The Widow

the widow

When starting a new book I tend to avoid any reviews and try my hardest to ignore the blurb – I like to go in totally blind and let the story unfold. However, the blurb is what hooked me with The Widow. I’d heard a racket on Twitter about how amazing it was and so I jumped for joy when Ben Willis kindly sent me a copy and I promptly dived right in. I read it like a maniac – unable to put it down. I read it whilst I peeled potatoes for dinner, whilst I dished dinner up, whilst everyone else was watching TV, in the bath, whilst drying my hair…I literally couldn’t put it down; I was glued to the pages. And that hasn’t happened in a while.

I reached the climatic ending last night as I lay in bed and almost instantly rushed to read what other people had written about the book. I wanted to see how many other people had loved it as much as I had – but surprisingly I saw some rather disappointing reviews saying it wasn’t anything new or the story was just jumping on the bandwagon of psych thrillers. And it got me thinking. Yes, psychological thrillers are BIG at the moment. Everyone wants a chance to emulate the success of The Girl On The Train and man, are publishers trying their best! Every month there are more and more appearing in the charts and yeah, it’s getting a little tedious. Don’t get me wrong, I LOVE the genre but they all feel quite samey and very formulaic. A child going missing, a haggard detective, a mother who we don’t quite like, a father and evil stepmum etc – this is what we’re seeing a lot of and in all honesty, I want something fresh and something new. Something that really does thrill me and mess with my mind. And I was hoping The Widow would do that.

Whilst The Widow relies on the cliche of a child going missing, a mother who we don’t quite like and an absent father, it has something a lot of other psychological thrillers don’t. It has an interesting angle.

Thrilling? Maybe not. Frightening? Not quite. Gripping? Hell yes.

This book does what it needs to – it grips you. And that’s because the focus of the narrative is on the wife of an accused man. How often does that happen? Normally we hear from the victim or the accused but with this novel we get to see the other side – the woman who married the man who is accused of a heinous crime. We follow her after the death of her husband and watch as she tells her side of the story to keen reporter Kate and police officer Sparkes. With her husband gone, the widow has the chance to talk…and talk she does.

What struck me most about this book is that I didn’t like a single character – they were all flawed, they all had elements that drove me mad yet I still cared about what happened to them; I wanted to see what they would do and where they would end up.

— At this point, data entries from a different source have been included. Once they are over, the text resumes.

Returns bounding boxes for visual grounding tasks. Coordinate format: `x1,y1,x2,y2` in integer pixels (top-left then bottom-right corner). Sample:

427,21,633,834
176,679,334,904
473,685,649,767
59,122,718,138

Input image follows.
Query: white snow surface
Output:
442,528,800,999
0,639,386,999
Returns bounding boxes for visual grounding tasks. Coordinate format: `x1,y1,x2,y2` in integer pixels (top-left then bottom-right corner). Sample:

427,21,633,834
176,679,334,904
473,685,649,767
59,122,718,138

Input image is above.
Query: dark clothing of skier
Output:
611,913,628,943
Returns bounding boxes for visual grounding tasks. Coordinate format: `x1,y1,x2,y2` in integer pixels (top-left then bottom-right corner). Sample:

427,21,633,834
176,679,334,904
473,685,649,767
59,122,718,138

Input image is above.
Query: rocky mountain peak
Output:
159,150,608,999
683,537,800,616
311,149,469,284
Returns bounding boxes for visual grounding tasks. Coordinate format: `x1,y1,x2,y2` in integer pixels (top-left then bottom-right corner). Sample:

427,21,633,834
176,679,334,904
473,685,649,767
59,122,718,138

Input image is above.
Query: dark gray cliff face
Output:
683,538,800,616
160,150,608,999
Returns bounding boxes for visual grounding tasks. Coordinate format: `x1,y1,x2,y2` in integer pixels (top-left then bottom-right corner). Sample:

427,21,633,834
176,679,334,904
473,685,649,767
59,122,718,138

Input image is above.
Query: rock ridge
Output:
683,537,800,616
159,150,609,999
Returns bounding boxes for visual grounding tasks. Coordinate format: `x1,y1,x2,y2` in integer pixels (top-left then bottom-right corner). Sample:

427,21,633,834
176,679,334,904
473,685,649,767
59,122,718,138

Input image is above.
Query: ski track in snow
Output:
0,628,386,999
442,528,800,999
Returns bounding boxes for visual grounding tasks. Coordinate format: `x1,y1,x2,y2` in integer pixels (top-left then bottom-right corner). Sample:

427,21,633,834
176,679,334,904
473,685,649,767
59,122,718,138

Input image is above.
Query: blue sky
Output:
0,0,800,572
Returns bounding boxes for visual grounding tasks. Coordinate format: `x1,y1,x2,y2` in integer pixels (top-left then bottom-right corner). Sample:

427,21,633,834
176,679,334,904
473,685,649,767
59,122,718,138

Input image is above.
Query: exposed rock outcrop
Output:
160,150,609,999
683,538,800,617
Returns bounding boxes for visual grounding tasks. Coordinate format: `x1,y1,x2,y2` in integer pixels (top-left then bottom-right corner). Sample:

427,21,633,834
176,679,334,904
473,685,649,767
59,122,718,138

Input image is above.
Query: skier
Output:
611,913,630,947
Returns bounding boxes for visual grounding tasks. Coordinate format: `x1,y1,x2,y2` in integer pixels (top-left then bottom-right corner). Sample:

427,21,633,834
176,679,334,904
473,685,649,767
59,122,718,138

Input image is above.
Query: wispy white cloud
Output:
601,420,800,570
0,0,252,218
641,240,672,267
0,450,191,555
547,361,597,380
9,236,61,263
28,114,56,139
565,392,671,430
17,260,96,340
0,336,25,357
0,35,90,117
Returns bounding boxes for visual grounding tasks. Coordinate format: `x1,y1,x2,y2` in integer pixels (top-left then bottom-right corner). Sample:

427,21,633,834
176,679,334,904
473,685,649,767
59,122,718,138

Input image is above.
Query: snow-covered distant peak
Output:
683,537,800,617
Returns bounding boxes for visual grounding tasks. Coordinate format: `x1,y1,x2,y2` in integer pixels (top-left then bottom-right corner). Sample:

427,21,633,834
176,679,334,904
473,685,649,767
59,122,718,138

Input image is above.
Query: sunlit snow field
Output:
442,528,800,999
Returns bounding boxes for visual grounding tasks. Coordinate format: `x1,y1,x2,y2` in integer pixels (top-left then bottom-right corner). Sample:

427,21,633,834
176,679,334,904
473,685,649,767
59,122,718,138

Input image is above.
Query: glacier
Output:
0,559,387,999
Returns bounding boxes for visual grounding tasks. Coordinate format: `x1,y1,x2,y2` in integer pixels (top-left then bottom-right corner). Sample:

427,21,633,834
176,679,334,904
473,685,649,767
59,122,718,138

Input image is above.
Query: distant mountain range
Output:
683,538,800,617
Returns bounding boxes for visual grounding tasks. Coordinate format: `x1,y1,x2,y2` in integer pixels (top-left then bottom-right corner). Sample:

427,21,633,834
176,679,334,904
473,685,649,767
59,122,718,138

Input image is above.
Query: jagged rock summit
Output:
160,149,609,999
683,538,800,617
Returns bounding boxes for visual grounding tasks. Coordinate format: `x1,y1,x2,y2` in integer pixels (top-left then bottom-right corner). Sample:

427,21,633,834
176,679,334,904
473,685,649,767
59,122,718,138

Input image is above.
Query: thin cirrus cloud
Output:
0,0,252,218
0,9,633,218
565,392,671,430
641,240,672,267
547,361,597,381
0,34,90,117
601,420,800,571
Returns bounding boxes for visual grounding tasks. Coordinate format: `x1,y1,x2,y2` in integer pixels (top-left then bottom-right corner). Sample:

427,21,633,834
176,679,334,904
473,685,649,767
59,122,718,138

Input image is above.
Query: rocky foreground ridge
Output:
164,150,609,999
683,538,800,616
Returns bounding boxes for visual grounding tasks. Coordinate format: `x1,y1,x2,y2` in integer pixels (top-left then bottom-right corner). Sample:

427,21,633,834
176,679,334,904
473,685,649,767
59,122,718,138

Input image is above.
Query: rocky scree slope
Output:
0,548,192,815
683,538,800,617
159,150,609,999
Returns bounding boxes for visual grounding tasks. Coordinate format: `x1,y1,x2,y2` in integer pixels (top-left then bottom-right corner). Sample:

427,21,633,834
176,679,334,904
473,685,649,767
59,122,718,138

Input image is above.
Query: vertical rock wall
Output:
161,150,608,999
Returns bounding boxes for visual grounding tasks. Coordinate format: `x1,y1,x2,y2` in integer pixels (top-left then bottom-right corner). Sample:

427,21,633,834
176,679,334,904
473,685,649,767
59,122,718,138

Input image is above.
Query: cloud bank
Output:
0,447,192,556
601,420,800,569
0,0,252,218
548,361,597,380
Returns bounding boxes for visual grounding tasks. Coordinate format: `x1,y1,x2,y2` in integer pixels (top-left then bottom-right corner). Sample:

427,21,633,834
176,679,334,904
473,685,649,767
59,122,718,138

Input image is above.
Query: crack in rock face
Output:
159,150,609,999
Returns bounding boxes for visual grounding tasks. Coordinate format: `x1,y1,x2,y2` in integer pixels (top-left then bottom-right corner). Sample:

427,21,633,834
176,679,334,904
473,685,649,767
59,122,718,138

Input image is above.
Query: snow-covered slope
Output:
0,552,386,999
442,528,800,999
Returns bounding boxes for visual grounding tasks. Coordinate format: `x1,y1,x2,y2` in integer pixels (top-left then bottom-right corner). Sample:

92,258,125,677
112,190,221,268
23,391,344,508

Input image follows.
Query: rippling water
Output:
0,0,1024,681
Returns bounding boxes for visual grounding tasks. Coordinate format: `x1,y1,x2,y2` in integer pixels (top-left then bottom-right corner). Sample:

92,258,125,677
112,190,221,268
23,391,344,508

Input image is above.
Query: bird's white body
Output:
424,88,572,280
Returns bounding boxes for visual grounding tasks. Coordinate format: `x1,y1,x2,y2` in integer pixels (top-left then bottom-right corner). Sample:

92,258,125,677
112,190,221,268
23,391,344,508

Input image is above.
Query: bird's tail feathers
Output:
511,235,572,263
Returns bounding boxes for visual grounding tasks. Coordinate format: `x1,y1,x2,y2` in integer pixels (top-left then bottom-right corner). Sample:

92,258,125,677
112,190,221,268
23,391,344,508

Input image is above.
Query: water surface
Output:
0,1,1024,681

I loathed the reporter, Kate, with passion! She was a snake and so desperate to feed on another persons distress but I guess that’s what journalists are paid for and it gave an interesting insight into the role of the media in cases like this. I believe Fiona herself was actually a journalist before she turned author so she definitely knows what she’s writing about!

The widow, Jean, was a very intriguing character. She was a hard nut to crack – sometimes I felt like she was weak and pathetic, other times I felt a brief whiff of sympathy for her and other times I thought she was a badass. But it was strange how she never really had a ‘set’ personality. She changed constantly throughout so at times it felt hard to see her as the same woman the whole way through. It was almost like she had faces. The ‘grieving widow’, the ‘scorned wife’, the ‘loving wife’, the ‘untrusting wife’..she ebbed and flowed between a set of faces and I suppose she was the most mischievous character of all – able to play each member of her story just how she wanted. When her husband, Glen, was alive we see he was rather controlling but Jean isn’t stupid, she can tell he was controlling, she has an awareness of that. So should we really feel sorry for her at all? I don’t know.

This book has left me with a lot to think about! The ending was one I couldn’t have predicted – the whole narrative centres around the ‘did he/didn’t’ he do it scenario and until the end I really didn’t know what I believed. And I still don’t know how I feel about it. Was it a good ending? Was it alluded too enough? Did it make sense within the plot? Yes and no.

But despite that, and despite the fact I didn’t love the characters that much and despite the fact it wasn’t the traditional kind of thriller, I just couldn’t put it down. And that speaks volumes. It wasn’t the kind of book that had me on the edge of my seat but it was the kind of book that had me wanting to keep reading.

I am sure this is going to be a bestseller next year – the publicity campaign will make sure of that. And so will the gripping tagline! I’m excited to see what Fiona writes next.